I have the following question:

In our company we start a new web project, with a lot of .js .css files. Our company is a Java company, meaning all the development is done in: Java/Maven/Team City for build process.

Since the company is already using TeamCity, we want to use it also for the web build, we are trying to introduce Node.js and GruntJs in our build process. I was wondering if someone has experience of setting/configuration Node.js like a runner in TeamCity?

In the end we want to "commit" an change and then a build, this build will be done with the Node.js runner. I found the following plugin for TeamCity.

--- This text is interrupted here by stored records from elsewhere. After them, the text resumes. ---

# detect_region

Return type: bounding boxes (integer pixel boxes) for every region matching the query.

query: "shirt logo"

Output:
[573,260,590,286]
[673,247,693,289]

Any help will be appreciated

like image 888
Boba Fett likes JS Avatar asked Mar 08 '13 10:03

Boba Fett likes JS


1 Answers

I'm using GruntJS and TeamCity in Web Project which contains couple of sites such as API, User and Admin portals, and Unit/Smock/Integration Tests. After couple of prototyping I finally decide to put all logic within ONE GruntJS file to build each part of project separately.

To do so, I added one new project to source repository just for deployment. Within that project then I have my base Gruntfile.js which is just entry point to sub-Grunt build processes for each part of project. I can pass parameter to base by Grunt-CLI to choose my target for build, like: grunt --target=api (Note: I also pass Version/Revision and other stuff too but for simplicity I don't go more in deep in this answer)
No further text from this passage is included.